2.2. Drug preparation and treatment

Paclitaxel (Sigma-Aldrich) was prepared in the semi-dark by dissolving powder in 100% DMSO and filtered to obtain a stock solution of 58.4 mM. Control wells were treated with 0.17% final concentration of DMSO to match drug treatments. Cisplatin (Sigma-Aldrich) was prepared in the semi-dark by dissolving powder in 100% DMSO and filtered to obtain a stock solution of 20 mM. Control wells were treated with 0.2% final concentration of DMSO to match drug treatment. Vincristine (Sigma-Aldrich) was prepared on ice in the dark by dissolving powder in cold PBS and filtered to obtain a stock solution of 100 mM. Vincristine stocks were each diluted independently then added into the media and onto the cells before proceeding to the next dilution. All stock drugs were serially diluted in media for a final dosing concentrations ranging from 0.01 µM to 100 µM, increasing by factors of ten. Cells were plated and 4 hours later treated with increasing concentrations of drug for 72 h.

2.3. High content imaging and neurite outgrowth analysis

After drug treatments of 72 h, neurons were stained for 15 min at 37°C with 1 µg/mL Hoechst 33342 (Sigma-Aldrich) and 2 µg/mL Calcein AM (Molecular Probes, Life Technologies Inc., Carlsbad, CA, USA) then washed twice using dPBS without calcium or magnesium (LifeTechnologies). Imaging was performed at 10× magnification using an ImageXpress Micro (Molecular Devices, LLC, Sunnyvale, CA, USA) at the University of Chicago Cellular Screening Core. Individual cell measurements of total neurite outgrowth (sum of the length of all processes), number of processes and number of branches were calculated using the MetaXpress software Neurite Outgrowth Application Module (Molecular Devices, LLC). At least 500 cells per dose were quantified in triplicate for three independent experiments.

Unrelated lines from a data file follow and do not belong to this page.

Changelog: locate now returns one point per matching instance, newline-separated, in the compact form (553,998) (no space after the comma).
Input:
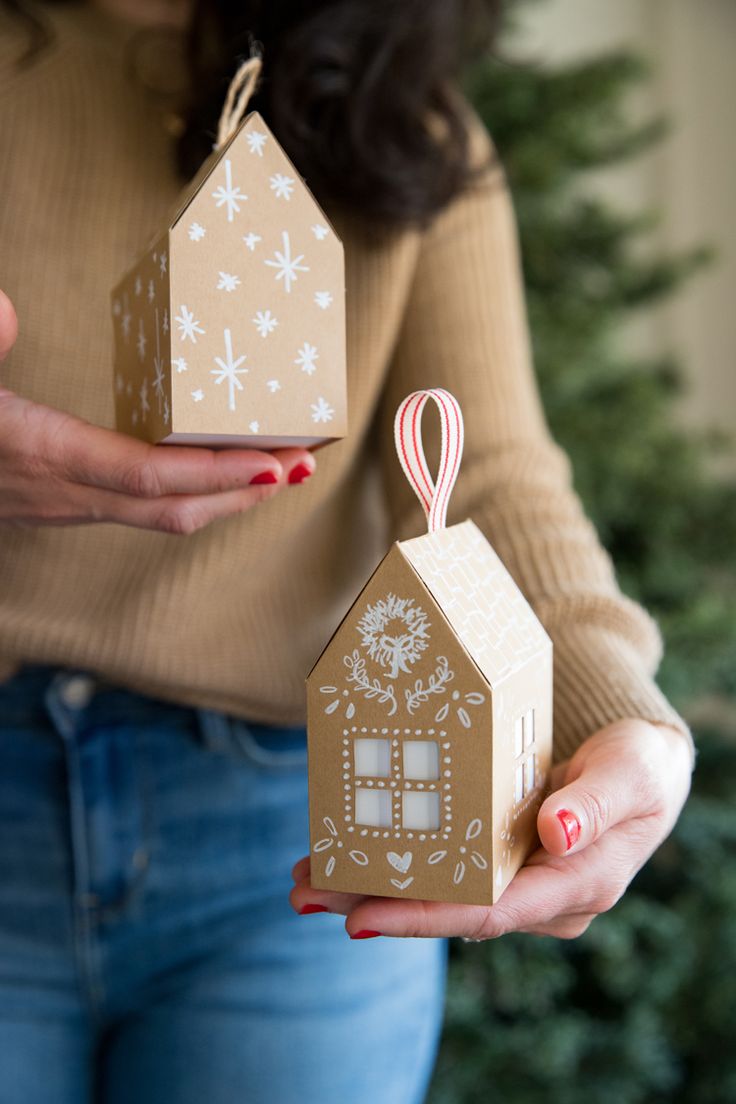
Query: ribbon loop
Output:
(242,87)
(407,434)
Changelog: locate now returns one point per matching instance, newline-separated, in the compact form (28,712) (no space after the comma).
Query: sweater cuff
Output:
(600,678)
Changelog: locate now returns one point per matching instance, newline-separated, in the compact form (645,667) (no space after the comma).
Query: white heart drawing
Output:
(401,885)
(400,862)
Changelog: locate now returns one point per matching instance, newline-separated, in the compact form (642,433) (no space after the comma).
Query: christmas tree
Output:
(639,1010)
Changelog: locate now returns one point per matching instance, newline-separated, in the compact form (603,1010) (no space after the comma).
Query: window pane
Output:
(373,807)
(529,774)
(529,729)
(519,744)
(420,810)
(372,757)
(420,759)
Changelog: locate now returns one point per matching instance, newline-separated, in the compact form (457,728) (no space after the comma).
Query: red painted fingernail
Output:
(299,473)
(571,827)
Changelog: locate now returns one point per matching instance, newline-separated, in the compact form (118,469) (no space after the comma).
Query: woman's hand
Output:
(611,806)
(56,469)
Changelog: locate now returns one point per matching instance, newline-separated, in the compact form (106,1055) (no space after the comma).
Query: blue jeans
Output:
(148,952)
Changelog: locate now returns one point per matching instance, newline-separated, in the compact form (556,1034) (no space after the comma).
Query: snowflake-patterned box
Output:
(231,330)
(429,713)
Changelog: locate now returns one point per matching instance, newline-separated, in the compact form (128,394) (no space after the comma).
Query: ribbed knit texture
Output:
(233,616)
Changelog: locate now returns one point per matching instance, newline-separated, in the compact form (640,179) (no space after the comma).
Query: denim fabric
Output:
(148,952)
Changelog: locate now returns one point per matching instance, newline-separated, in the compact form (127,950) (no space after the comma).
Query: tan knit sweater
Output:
(233,616)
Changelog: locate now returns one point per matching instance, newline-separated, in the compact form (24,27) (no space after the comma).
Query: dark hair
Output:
(362,94)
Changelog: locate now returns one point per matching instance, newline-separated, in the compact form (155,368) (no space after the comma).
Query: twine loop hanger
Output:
(242,87)
(434,496)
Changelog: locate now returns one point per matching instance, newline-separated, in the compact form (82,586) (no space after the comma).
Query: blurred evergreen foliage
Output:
(640,1009)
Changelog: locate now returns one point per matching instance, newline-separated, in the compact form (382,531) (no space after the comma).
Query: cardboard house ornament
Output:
(230,329)
(429,711)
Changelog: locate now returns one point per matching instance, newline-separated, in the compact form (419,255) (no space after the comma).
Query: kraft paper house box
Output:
(429,712)
(230,329)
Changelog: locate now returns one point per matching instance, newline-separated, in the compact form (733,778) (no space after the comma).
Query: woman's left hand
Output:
(625,787)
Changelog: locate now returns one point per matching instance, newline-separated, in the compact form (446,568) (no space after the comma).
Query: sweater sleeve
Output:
(465,328)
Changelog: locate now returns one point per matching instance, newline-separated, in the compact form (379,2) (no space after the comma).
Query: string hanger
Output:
(241,89)
(434,496)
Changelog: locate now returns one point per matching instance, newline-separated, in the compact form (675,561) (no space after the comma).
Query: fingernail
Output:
(571,827)
(299,473)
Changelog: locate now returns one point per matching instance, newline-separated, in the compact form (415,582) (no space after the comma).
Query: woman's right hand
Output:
(56,469)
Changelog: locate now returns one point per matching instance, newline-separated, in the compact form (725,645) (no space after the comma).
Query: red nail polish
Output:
(571,827)
(299,473)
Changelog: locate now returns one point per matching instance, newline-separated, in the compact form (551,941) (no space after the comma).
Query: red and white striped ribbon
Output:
(407,434)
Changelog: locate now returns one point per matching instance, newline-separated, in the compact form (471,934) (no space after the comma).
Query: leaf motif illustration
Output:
(436,857)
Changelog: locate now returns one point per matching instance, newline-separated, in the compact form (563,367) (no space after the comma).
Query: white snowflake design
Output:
(227,194)
(281,186)
(265,322)
(307,357)
(188,326)
(322,411)
(141,340)
(145,405)
(473,829)
(227,283)
(230,369)
(287,265)
(333,840)
(394,633)
(256,141)
(158,365)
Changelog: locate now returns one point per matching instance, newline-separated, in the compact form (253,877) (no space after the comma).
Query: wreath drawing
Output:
(394,634)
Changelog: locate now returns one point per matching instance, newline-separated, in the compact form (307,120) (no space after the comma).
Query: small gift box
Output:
(429,711)
(230,330)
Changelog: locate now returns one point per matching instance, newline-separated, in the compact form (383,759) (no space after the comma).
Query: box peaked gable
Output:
(478,596)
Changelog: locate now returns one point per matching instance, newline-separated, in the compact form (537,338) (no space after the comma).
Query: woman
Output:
(159,612)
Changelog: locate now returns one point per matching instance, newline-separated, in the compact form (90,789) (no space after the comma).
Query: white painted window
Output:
(524,756)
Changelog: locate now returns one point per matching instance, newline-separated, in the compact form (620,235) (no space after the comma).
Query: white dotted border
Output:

2.4. Nucleic acid isolation

At each time point, DNA was extracted by adding 50 µl per well of tissue digestion buffer (100 mM NaCl, 50 mM Tris 8.0, 100 mM EDTA, 1% SDS) along with 2 mg/ml Proteinase K (Denville Scientific; South Plainfield, NJ, USA). The plate was sealed with parafilm and agitated overnight at 55°C using 200 RPM in an Innova orbital shaker (Eppendorf; Enfield, CT). The digested cells from each well were combined and DNA extracted with equal volume of phenol: chloroform (Invitrogen), vortexing for 10 minutes (Lab Vortex-setting of 4) and the samples were centrifuged for 5 minutes at 14,000 g. The aqueous phase was collected, extracted with equal volume of chloroform and repeated two times. The DNA was precipitated with equal volume 100% ethanol and centrifuged for 10 minutes at 14,000 g. Two washes with 70% ethanol produced a pellet that was air dried for 10 minutes at room temperature and finally dissolved in 50 µL of 10 mM Tris (pH 8.0) for 3 days at 4°C then stored at −80°C.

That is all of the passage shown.